# Videos > Instructional Videos >  Pocket Bait Caster

## crashdive123

Thought I'd try out a new fishing gear idea.  I have not field tested it yet, but will let you know...

----------


## jake abraham

cool idea cheap reel

----------


## SARKY

Very nice job Crash!

----------


## Winter

That's simple and looks workable.

I kept expected you to shake a hook right into your hand.

----------


## crashdive123

The hooks are taped.  I'm shocked that you would think I would stick myself with a hook......twice.

----------


## Winter

"Ow, that's sharp, ow, it's still sharp." BTDT

----------


## hunter63

That's a pretty slick idea, I like it..........

----------


## Rick

I like the fact that you can store your gear inside it. The idea is called a Cuban YoYo but your version stores gear. They come in a variety of sizes. 

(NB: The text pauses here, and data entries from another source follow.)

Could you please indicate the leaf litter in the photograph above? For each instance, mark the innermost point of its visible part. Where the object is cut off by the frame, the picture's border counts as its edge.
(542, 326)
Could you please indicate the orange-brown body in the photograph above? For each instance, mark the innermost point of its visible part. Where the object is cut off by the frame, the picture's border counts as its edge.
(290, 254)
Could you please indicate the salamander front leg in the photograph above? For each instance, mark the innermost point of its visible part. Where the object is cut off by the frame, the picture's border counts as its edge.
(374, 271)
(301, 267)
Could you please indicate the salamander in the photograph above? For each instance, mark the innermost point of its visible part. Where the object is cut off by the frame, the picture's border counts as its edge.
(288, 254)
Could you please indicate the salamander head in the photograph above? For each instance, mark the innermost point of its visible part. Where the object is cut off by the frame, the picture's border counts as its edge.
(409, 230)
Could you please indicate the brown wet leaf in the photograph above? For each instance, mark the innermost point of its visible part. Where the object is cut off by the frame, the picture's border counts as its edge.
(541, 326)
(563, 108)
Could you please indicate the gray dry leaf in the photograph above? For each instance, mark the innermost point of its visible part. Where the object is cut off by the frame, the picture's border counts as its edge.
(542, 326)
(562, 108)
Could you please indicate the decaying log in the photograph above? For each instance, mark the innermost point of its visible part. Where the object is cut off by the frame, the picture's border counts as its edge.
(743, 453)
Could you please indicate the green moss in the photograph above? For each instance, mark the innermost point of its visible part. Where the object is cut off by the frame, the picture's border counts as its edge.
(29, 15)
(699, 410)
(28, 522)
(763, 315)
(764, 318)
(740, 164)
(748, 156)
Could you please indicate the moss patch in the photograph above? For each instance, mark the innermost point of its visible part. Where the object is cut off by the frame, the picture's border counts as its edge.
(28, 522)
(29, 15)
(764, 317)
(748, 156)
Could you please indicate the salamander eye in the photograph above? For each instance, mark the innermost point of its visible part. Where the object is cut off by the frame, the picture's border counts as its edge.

Guests can not see images in the messages. Please register in the forum.

----------


## BENESSE

Very clever. The simple flick of the wrist there at the end doesn't seem so simple. I'd probably drop the whole kit n' caboodle. Or I'd fling it a foot away while the line got tangled up in my fingers.

----------


## hunter63

Don't feel bad...... I do that with a $500 rod and reel....at least you can do it inexpensively.

Anyway, it's too bad you can't shoot fish....they die too quietly....just sort of laying the flopping around......

----------


## Rick

At least you don't have to worry about doing things like Bill Dance.

----------


## RandyRhoads

Thanks Crash, this thing is by far the best caster of any hobo or survival set up i've ever tried. That thing can get out there pretty far!

----------


## 2dumb2kwit

That thing looks like it cast's great.....but what's pocket bait?

Is it what you use for catching grass shrimp?


(Seriously, that's a great idea.)

----------